Where Did It Go Wrong? Capability-Oriented Failure Attribution for Vision-and-Language Navigation Agents
Researchers can now attribute VLN agent failures to specific capability deficiencies...
Researchers from the Chinese Academy of Sciences and Singapore Management University have developed a new testing method for Vision-Language Navigation (VLN) agents that can pinpoint exactly which capability—perception, memory, planning, or decision-making—caused a task failure. Published on arXiv (2604.25161) and submitted to ACL 2026, the approach addresses a critical gap in embodied AI testing: existing methods treat agents as black boxes, making it nearly impossible to localize failures to specific capability deficiencies.
The method works in three stages: adaptive test case generation via seed selection and mutation, capability oracles that identify capability-specific errors, and a feedback mechanism that attributes failures to capabilities and guides further test generation. In experiments, the approach discovered more failure cases and more accurately identified capability-level deficiencies compared to state-of-the-art baselines.
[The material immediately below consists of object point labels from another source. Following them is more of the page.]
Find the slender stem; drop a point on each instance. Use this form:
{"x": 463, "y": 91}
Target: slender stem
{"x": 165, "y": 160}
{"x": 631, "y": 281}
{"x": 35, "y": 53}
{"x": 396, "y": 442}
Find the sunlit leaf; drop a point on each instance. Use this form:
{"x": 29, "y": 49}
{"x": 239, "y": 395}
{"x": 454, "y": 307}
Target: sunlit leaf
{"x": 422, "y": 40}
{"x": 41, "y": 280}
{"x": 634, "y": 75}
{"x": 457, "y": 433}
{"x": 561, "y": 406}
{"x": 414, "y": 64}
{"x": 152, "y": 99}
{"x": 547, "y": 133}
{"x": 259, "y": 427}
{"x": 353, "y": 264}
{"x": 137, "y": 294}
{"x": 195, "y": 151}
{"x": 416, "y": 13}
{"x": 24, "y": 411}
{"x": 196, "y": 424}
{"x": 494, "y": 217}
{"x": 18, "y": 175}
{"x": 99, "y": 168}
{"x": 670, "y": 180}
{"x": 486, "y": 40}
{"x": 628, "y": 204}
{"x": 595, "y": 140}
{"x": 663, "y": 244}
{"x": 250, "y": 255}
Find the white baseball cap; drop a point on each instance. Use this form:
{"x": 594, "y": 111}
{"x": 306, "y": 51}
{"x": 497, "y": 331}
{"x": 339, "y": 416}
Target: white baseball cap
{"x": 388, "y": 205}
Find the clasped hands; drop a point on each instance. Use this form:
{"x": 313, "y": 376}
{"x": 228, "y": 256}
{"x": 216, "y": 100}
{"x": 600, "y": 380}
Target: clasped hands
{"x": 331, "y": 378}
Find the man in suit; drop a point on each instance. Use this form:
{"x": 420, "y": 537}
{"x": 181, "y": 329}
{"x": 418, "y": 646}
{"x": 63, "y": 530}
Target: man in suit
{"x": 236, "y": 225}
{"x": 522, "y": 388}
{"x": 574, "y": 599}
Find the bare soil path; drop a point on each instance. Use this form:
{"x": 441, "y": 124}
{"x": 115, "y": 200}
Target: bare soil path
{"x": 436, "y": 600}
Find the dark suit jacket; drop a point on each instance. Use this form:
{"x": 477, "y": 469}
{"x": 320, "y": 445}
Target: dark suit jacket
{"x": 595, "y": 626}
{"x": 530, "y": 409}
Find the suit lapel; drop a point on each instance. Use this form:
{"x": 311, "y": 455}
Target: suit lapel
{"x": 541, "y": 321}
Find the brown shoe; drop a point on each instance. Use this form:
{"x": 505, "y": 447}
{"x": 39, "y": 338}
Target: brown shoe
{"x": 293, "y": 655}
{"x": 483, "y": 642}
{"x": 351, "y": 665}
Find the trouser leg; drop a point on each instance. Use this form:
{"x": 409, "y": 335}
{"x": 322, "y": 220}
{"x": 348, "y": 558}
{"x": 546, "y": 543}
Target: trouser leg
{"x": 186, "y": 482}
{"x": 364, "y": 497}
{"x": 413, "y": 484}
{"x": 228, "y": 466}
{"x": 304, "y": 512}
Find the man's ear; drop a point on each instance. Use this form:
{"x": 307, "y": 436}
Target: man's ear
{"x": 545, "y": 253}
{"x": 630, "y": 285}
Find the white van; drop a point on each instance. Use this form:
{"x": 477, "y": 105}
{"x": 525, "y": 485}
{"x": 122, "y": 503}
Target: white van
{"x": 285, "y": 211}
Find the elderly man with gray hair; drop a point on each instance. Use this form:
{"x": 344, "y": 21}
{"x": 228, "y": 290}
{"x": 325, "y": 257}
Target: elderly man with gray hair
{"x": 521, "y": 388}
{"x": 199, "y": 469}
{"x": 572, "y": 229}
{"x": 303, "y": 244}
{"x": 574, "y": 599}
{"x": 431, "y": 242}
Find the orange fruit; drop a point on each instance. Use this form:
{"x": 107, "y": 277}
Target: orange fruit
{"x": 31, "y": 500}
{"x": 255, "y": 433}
This provides developers with interpretable, actionable insights for improving embodied agents in safety-critical applications like robotics and autonomous navigation.
- Method attributes failures to specific capabilities: perception, memory, planning, or decision-making
- Uses adaptive test case generation via seed selection and mutation to discover more failure cases
- Outperforms state-of-the-art baselines in accuracy of failure attribution and interpretability
Why It Matters
Makes debugging embodied AI agents more precise, accelerating development of safer autonomous systems.